Melanoma (Skin) Clinical Trial
Official title:
Endogenous Heat-shock Vaccines for Melanoma A Feasibility Study
RATIONALE: Radiofrequency therapy and radiofrequency ablation use a high-frequency electric
current to kill tumor cells. Radiofrequency therapy can also cause the body to produce
heat-shock proteins which may help kill more tumor cells. Cryotherapy kills tumor cells by
freezing them. It is not yet known whether heat-shock proteins caused by radiofrequency
therapy given together with radiofrequency ablation or cryotherapy is more effective in
treating stage IV melanoma than radiofrequency therapy-induced heat-shock proteins alone.
PURPOSE: This randomized clinical trial is studying the side effects of radiofrequency
therapy-induced endogenous heat-shock proteins when given alone or together with
radiofrequency ablation or cryotherapy in treating patients with stage IV melanoma.
OBJECTIVES:
- Determine the safety and feasibility of endogenous heat-shock protein (hsp)70 synthesis
at the site of the tumor using radiofrequency therapy (RFT) in patients with stage IV
malignant melanoma.
- Determine the safety and feasibility of hsp70 release into the circulation using RFT
alone vs RFT followed by radiofrequency ablation (RFA) or cryotherapy in these patients.
- Determine the feasibility of inducing a primary antitumor immune response using RFT with
or without additional local therapy (i.e., RFA or cryotherapy) in these patients.
- Gain preliminary insight into the antitumor efficacy of an in vivo heat shock vaccine in
these patients.
OUTLINE: Patients are randomized to 1 of 3 arms.
- Arm I (closed to enrollment as of 12/7/06): Patients undergo percutaneous biopsy of the
target lesion and placement of a localization marker. Patients then undergo
radiofrequency therapy (RFT) to the target lesion to induce the production of endogenous
heat-shock proteins. After the procedure is completed, patients undergo a second biopsy
of the target lesion. Patients also receive an intratumoral injection of sargramostim
(GM-CSF) to promote further ablation at the tumor site.

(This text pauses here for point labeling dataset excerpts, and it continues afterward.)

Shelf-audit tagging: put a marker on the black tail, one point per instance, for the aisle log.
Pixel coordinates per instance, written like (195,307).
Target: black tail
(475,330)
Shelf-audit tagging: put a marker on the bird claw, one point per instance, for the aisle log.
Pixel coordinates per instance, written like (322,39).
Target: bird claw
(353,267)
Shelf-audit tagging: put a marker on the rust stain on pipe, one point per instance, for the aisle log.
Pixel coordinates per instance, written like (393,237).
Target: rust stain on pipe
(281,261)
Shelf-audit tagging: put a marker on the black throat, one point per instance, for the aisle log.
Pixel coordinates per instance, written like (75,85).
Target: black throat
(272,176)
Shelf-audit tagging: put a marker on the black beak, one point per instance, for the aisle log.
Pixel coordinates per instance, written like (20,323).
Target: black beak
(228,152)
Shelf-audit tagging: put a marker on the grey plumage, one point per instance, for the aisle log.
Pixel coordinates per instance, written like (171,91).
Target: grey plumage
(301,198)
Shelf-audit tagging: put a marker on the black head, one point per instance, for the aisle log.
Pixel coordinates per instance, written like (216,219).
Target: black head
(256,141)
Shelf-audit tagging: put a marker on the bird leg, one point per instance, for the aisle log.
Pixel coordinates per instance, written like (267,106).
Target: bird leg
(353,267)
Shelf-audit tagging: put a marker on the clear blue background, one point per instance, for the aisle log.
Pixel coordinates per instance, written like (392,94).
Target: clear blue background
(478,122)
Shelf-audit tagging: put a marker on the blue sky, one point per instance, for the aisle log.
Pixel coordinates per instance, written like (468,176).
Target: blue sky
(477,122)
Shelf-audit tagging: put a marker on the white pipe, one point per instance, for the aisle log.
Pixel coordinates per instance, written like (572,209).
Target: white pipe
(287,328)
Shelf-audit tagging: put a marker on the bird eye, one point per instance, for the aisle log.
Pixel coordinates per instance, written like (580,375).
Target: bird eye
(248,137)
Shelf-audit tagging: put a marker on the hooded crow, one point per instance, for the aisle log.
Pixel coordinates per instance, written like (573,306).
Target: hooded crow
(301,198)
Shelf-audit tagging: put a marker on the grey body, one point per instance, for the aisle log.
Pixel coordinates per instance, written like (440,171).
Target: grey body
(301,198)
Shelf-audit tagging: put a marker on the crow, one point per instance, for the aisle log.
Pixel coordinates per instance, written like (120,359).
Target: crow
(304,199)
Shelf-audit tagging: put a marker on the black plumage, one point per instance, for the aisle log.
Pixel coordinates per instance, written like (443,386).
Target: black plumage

- Arm II: Patients undergo percutaneous biopsies and RFT as in arm I followed by
radiofrequency ablation of the target lesion. Patients also receive intratumoral GM-CSF
as in arm I.
- Arm III: Patients undergo percutaneous biopsies and RFT as in arm I followed by
cryoablation of the target lesion. Patients also receive intratumoral GM-CSF as in arm
I.
Tumor tissue samples are obtained by core biopsy immediately before and immediately after RFT
for RNA and protein analysis. Tissue samples are assessed by immunohistochemistry for tumor
phenotype (i.e., MART-1, tyrosinase, or gp100) and for quantification of infiltrating
lymphocytes. Peripheral blood samples are also obtained before and after treatment and
periodically during study for immunologic analyses. Peripheral blood-derived lymphocytes are
tested with a panel of monoclonal antibodies to estimate the percentages of cytotoxic T
lymphocytes (CTLs), including CD4+ and CD8+ T cells as well as B cells, monocytes, and
dendritic cells. In addition, assays are performed to estimate T-cell responses to polyclonal
stimulus (i.e., PHA), recall antigens (i.e., tetanus toxoid), and HLA alloantigens. Estimates
of peptide-specific CTLs are also obtained by enzyme-linked immunosorbent spot assays after
in vitro stimulation with peptide-sensitized stimulator cells. Antibodies to extractable
nuclear antigens (ENA) and antinuclear antibodies (ANA) will also be evaluated. GM-CSF levels
and Hsp70 is assessed in tumor cells and peripheral blood by flow cytometry or enzyme-linked
immunosorbent assays.
After completion of study therapy, patients are followed periodically for up to 3 years.